MEDAL OF HONOR: LEONARD B. KELLER - The Daily Nightly - msnbc.com

LEONARD B. KELLER
Private First Class, U.S. ARMY Company A, 3rd Battalion, 60th Infantry, 9th Infantry Division 

Leonard Keller had just turned nineteen when he was drafted in the spring of 1966. He completed basic training at Fort Campbell, Kentucky, went on to advanced infantry training at Fort Polk, Louisiana, then joined the 60th Infantry in Vietnam. When he arrived that summer, he experienced culture shock. The sights, sounds, and smells made him feel that he was on a different planet. His unit was stationed in the Mekong Delta. Keller’s days took on a predictable rhythm: going out “into the bush” by helicopter or boat for several days on a reconnaissance mission, then returning to base for a day of rest and relaxation, then out into the field again.
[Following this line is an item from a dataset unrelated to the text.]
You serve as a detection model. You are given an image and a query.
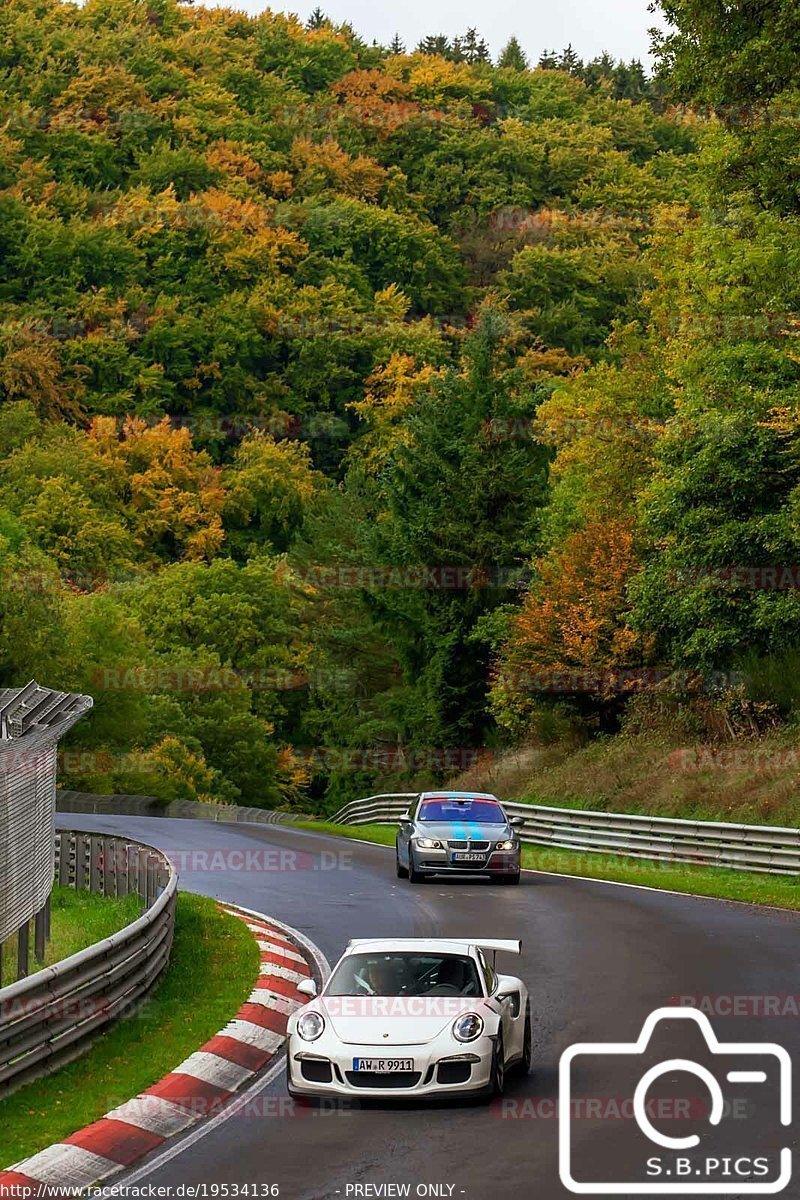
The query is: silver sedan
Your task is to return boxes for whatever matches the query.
[396,792,522,883]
But constant firefights with the enemy kept things interesting. 
On May 2, 1967, another U.S. infantry company was ambushed by the Vietcong in an area near the Ap Bac Zone, and Private First Class Keller’s unit went to the rescue. Soon after it was dropped off by helicopter, heavy fire erupted from enemy bunkers and snipers in surrounding trees. The killed and wounded from the other American company were sprawled on the ground. His own unit was also taking casualties. As he heard voices yelling, “Retreat!” Keller became angry and called out, “Let’s go get them!” to an American named Ray. The two of them charged the enemy. Carrying an M-60 machine gun and belts of ammunition looped over his shoulders, Keller killed a Vietcong soldier in his path. Clambering up onto a dike with Ray, he began a systematic assault on a series of enemy bunkers. First Keller laid down a base of fire, and then his comrade lobbed grenades into an enemy position. Then it was Keller’s turn to throw the grenades while Ray provided him with covering fire. After they had taken out three more North Vietnamese positions, they continued their ferocious two-man fight against the enemy despite continuous withering fire. They were able to destroy four more North Vietnamese bunkers before their assault carried them into the tree line beyond the bunkers. There, enemy snipers who had been exacting a heavy toll on the American force climbed down from their firing positions and ran away. Eventually, the entire North Vietnamese force broke ranks and withdrew. Out of ammunition, Keller returned to his unit and helped load wounded GIs onto helicopters for evacuation.
In the summer of 1968, Keller, now a sergeant, was back in the United States when he was informed that he was to receive the Medal of Honor. However, he left the Army that August having heard nothing more about the medal. He assumed that there had been a mistake or the brass had changed its mind. Soon thereafter he was on the West Coast when a team of Secret Service agents contacted him and told him he had to go to Washington, D.C. Leonard Keller was awarded the Medal of Honor at the White House on September 19, 1968. It was a moving occasion for him and for President Lyndon Johnson as well. Keller noticed that tears coursed down LBJ’s cheeks throughout the entire ceremony. 
Keller married a woman who had served in the Navy. Today, he himself works for the Navy in Pensacola, Fla.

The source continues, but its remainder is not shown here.